Will the Dudley Municipal Center Project Revitalize Roxbury?

The Roxbury community has a 300-year-long history, starting out as a colonial town and later, in the 19th century, becoming part of the city of Boston. Currently, Roxbury is a low-income neighborhood at a crossroads, embarking on significant inner- city urban development in a recessionary environment.

Boston Mayor Thomas M. Menino has started to address the conditions of economic disparity within nieghborhoods via implementing urban developent. Menino elaborated in a March 2, 2011 press release that Dudley Square will be the first neighborhood in which the city will work to improve the local economy by provding jobs, relocating city departments, and providing housing.
Menino’s strategy of relocating the Boston public schools headquarters closer to students and parents in Roxbury represents an efficent communications-management improvement which will ultimately upgrade the under-performing city public schools. At the same time that development is occurring, a high unemployment rate exists in Roxbury, which the Boston Redevelopment Authority (BRA) found to be 10 to 11 percent in a multi-neighborhood survey. This amount of unemployment is way too high for a struggling neighborhood with a poverty rate of 26 percent.
The Boston Schools Department will move its headquarters into the Dudley Square Municipal Building Complex incorporating the Ferdinand Furniture Building, the Curtis Block and the Waterman & Sons Buildings with a completion timeframe of mid- 2014. This project has a $115 million budget and will bring 400 BPS employees to Roxbury.

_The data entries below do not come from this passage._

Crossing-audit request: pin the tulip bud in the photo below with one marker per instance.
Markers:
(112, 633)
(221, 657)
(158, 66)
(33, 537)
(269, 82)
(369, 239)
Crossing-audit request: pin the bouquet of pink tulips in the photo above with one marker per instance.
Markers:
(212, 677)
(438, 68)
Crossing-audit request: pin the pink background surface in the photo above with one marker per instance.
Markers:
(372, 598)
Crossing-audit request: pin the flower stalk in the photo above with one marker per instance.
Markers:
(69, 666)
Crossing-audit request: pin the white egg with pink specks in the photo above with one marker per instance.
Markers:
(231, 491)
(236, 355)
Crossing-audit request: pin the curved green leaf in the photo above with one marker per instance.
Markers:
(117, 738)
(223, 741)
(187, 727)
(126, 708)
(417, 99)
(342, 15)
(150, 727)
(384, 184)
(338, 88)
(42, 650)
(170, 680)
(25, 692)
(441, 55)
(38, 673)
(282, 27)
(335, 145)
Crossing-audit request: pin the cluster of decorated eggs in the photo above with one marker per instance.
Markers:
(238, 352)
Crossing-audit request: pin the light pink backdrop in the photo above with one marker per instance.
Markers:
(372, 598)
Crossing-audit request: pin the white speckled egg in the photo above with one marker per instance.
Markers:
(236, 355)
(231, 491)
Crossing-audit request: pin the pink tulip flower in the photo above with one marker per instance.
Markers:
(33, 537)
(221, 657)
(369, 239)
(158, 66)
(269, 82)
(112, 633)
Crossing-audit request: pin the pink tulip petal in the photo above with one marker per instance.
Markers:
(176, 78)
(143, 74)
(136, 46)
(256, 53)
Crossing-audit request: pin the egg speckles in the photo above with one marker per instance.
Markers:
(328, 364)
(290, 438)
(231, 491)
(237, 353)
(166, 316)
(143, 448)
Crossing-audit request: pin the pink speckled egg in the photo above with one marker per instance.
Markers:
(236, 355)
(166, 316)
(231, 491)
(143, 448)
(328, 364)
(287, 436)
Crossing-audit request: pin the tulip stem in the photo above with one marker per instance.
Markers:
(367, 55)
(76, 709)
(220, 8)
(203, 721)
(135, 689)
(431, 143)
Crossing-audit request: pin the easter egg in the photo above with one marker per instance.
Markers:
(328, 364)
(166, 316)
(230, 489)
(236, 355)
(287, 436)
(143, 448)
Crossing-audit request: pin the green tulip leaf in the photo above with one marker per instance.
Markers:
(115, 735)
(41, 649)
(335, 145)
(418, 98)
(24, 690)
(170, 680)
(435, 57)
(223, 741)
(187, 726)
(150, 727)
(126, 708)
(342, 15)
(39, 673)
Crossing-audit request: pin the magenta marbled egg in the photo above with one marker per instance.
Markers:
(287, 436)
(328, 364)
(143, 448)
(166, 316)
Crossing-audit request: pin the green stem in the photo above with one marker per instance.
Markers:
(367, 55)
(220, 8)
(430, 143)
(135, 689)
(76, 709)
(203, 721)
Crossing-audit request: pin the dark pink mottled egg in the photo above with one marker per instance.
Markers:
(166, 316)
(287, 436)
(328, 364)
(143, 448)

Over seven years in the planning, the project has created a series of partnerships with community groups like the Dudley Square Vision Advisory Task Force, and funding collaborations with Affirmative Investments, Inc., to secure New Market Tax Credits. The Boston Industrial Financing Authority issued a tax-exempt bond to fund the project. They also have a builder, Shawmut Design and Construction, which started construction in March of 2012. A master plan for Dudley Square has been created by the mayor and his staff. Additionally, the city has worked with community groups and created an advisory committee to ensure accessability. This city master plan involves all of the participating stakeholders working together.

The Dudley Square Municipal Office Facility plan relies on all of the community stakeholders working in tandem, but it does not resemble a community benefits agreement. Community benefits agreements, or CBAs, are contracts signed between community groups and a developer which require the developer to provide improvements while mitigating disruption to the community involved. This development model was created in the 1990s on the west coast as a way to allow communities to get involved in projects and participate in the planning.

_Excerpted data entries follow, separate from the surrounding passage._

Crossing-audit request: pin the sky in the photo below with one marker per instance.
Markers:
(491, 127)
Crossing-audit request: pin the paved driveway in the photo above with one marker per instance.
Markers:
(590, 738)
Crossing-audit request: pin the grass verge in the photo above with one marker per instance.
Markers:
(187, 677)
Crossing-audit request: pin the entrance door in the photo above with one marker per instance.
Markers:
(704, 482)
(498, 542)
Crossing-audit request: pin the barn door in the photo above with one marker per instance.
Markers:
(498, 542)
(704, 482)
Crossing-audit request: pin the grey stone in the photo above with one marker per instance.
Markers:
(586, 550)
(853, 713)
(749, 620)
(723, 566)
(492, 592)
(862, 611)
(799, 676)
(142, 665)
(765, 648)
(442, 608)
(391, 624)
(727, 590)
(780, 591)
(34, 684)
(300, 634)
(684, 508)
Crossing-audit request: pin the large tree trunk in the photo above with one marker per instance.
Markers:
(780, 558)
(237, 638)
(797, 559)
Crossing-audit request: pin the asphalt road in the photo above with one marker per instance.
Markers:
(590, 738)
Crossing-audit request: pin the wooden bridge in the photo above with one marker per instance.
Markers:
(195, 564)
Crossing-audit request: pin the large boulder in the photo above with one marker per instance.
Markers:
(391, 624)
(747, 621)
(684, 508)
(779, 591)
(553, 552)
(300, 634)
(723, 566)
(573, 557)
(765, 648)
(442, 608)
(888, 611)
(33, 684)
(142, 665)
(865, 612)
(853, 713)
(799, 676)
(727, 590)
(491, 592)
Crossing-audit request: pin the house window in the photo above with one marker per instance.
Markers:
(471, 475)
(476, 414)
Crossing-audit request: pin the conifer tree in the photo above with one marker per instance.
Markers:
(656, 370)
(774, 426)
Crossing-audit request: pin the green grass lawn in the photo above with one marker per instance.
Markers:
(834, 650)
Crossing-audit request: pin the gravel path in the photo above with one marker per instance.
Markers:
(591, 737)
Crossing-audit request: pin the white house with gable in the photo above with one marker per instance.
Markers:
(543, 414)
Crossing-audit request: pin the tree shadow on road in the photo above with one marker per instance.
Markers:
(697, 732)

A second type of CBA involves an institution like an authority or local city government sponsoring a project. The Dudley Square Municipal Office Facility plan has similarities to a government-sponsored CBA, but in actuality is a Good Neighborhood Agreement. Even though the City of Boston is sponsoring the project — meaning they have created a master plan, worked out a budget, provided the funding and found a developer — the plan does not address the community needs of construction jobs, sub- contracting, and community space provided by the project. The strengths of a CBA are that the stakeholders participate in the planning process, making sure their concerns are heard and addressed. The weaknesses of such a plan are that negotiations are limited and there is no mitigation of environmental concerns or provisions for community space.
The Dudley Square Municipal Office Facility plan outlines the relocation of the Boston Public Schools headquarters to Roxbury with over 400 jobs. It does not address how the projected 350 construction workers will be hired for the project. The Dudley Square Vision Advisory Task Force has created a mentoring process for the construction so far, but community groups and residents are still concerned about getting some of the jobs.

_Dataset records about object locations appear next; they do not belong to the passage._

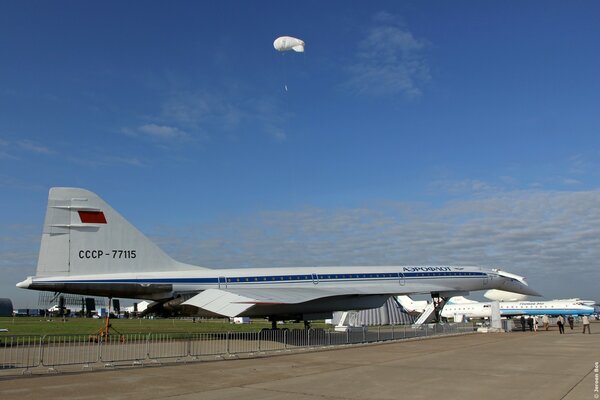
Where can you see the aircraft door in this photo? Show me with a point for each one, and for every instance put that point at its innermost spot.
(401, 279)
(486, 280)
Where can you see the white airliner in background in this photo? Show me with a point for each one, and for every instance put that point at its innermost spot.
(87, 248)
(459, 306)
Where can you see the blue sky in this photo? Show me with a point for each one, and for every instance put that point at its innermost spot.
(410, 132)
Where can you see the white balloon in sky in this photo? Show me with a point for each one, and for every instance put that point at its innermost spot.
(286, 43)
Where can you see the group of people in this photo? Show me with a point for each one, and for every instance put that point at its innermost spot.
(560, 322)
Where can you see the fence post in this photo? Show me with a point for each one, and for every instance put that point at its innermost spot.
(227, 343)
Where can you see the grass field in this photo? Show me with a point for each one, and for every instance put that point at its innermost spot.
(46, 326)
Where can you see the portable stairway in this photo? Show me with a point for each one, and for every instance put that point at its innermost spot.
(431, 312)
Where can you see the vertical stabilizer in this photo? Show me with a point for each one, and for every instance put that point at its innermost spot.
(84, 235)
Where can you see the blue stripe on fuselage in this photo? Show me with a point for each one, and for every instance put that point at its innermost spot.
(301, 278)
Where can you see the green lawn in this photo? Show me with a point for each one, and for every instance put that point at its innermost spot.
(46, 326)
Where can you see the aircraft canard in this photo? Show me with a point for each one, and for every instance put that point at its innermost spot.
(88, 248)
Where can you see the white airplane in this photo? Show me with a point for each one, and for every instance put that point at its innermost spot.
(87, 248)
(459, 306)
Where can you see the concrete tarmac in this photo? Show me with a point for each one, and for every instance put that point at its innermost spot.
(517, 365)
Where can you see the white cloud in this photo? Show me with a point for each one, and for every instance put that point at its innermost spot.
(34, 147)
(389, 61)
(552, 238)
(543, 235)
(161, 133)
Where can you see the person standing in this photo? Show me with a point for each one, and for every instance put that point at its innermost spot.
(586, 324)
(560, 321)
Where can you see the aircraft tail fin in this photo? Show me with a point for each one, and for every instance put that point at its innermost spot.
(83, 235)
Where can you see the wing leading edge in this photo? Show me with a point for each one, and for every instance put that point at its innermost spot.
(233, 302)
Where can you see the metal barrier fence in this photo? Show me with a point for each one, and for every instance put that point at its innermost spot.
(23, 353)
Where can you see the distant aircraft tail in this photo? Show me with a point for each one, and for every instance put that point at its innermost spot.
(83, 235)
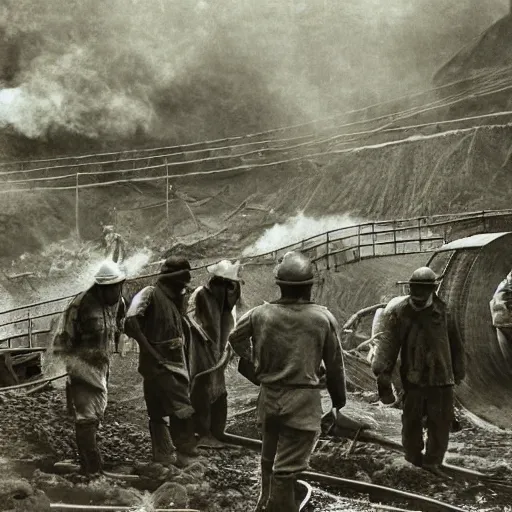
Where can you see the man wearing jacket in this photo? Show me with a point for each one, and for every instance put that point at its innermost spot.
(212, 317)
(417, 326)
(292, 346)
(155, 319)
(85, 340)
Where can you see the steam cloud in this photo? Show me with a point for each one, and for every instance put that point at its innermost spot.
(191, 69)
(296, 229)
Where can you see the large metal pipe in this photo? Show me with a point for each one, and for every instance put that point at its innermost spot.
(108, 508)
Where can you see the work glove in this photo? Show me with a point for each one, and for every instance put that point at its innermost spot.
(384, 388)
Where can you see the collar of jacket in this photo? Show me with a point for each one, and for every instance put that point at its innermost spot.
(292, 301)
(435, 303)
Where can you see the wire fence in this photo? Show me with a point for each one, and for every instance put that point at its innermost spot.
(330, 251)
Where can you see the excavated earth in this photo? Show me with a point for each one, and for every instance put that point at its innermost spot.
(36, 433)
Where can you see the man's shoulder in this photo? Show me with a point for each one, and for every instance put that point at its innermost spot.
(397, 304)
(140, 301)
(309, 309)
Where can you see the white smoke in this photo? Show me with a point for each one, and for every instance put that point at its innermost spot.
(296, 229)
(135, 263)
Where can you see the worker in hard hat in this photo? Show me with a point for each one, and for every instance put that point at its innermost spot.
(501, 312)
(293, 346)
(114, 244)
(155, 319)
(212, 317)
(419, 329)
(84, 339)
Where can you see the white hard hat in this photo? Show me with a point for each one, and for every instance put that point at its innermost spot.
(109, 273)
(226, 270)
(295, 269)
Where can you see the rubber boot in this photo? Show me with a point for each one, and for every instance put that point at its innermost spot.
(88, 452)
(266, 477)
(219, 416)
(70, 407)
(161, 444)
(282, 494)
(183, 435)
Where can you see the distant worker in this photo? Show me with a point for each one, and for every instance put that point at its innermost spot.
(114, 244)
(84, 340)
(155, 319)
(501, 312)
(293, 346)
(417, 327)
(212, 315)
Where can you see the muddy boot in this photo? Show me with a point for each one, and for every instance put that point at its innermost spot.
(89, 454)
(415, 459)
(282, 494)
(266, 476)
(183, 436)
(70, 408)
(302, 489)
(219, 415)
(161, 444)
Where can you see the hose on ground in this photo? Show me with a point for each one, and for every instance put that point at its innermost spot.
(109, 508)
(426, 503)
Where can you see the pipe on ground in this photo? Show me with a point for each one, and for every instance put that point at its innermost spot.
(33, 383)
(109, 508)
(427, 504)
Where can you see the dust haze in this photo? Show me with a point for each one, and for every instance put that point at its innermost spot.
(188, 70)
(297, 228)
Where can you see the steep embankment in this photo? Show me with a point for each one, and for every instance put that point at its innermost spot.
(453, 171)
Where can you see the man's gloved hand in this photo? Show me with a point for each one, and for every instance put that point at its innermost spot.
(384, 388)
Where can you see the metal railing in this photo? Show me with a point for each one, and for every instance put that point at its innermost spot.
(330, 251)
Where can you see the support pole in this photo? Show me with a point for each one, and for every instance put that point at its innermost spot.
(77, 208)
(29, 329)
(167, 191)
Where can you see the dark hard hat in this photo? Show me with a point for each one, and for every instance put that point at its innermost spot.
(423, 275)
(295, 269)
(178, 268)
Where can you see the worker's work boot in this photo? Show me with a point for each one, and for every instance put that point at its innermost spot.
(266, 477)
(88, 452)
(282, 494)
(302, 489)
(161, 444)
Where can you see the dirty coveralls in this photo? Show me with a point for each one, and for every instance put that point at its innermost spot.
(295, 351)
(207, 348)
(432, 361)
(166, 393)
(84, 339)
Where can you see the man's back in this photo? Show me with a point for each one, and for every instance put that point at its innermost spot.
(289, 342)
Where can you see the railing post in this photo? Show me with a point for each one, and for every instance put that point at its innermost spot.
(359, 242)
(374, 238)
(419, 233)
(77, 206)
(327, 249)
(394, 237)
(29, 329)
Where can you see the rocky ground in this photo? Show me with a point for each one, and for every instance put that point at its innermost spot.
(36, 433)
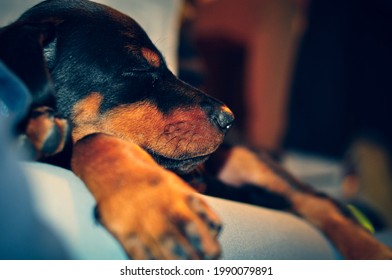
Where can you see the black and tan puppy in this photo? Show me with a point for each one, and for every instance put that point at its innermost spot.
(93, 72)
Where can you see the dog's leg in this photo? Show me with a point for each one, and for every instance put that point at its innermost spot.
(241, 167)
(46, 132)
(151, 211)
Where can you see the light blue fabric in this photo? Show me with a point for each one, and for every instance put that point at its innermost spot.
(14, 96)
(249, 232)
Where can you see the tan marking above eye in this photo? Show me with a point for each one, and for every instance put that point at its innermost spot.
(151, 57)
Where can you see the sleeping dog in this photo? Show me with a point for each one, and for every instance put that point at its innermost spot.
(105, 104)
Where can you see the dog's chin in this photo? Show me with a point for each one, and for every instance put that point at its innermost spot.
(181, 166)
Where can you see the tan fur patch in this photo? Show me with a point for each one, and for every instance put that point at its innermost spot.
(184, 133)
(151, 57)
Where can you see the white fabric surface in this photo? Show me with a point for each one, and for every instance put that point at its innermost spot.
(249, 232)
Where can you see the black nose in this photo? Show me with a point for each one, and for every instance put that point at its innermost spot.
(223, 118)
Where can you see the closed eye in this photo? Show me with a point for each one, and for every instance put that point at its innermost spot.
(135, 71)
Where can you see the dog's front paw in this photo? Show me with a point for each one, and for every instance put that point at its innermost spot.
(163, 222)
(46, 132)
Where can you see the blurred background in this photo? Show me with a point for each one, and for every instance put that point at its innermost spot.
(308, 80)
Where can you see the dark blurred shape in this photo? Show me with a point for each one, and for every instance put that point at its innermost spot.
(342, 87)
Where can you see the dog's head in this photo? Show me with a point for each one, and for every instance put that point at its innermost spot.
(109, 77)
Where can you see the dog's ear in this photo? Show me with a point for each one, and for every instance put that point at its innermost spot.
(23, 49)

In a CBA agreement, such as the one used for the Los Angeles Staples Center, job numbers, guidelines, and the mechanism of how jobs will be filled are spelled out. In a $115 million project like the Dudley Square Municipal Building Complex, the guidelines for how construction and other projects must be negotiated should be spelled out, so that all stakeholders and residents have a chance to benefit from the incoming jobs.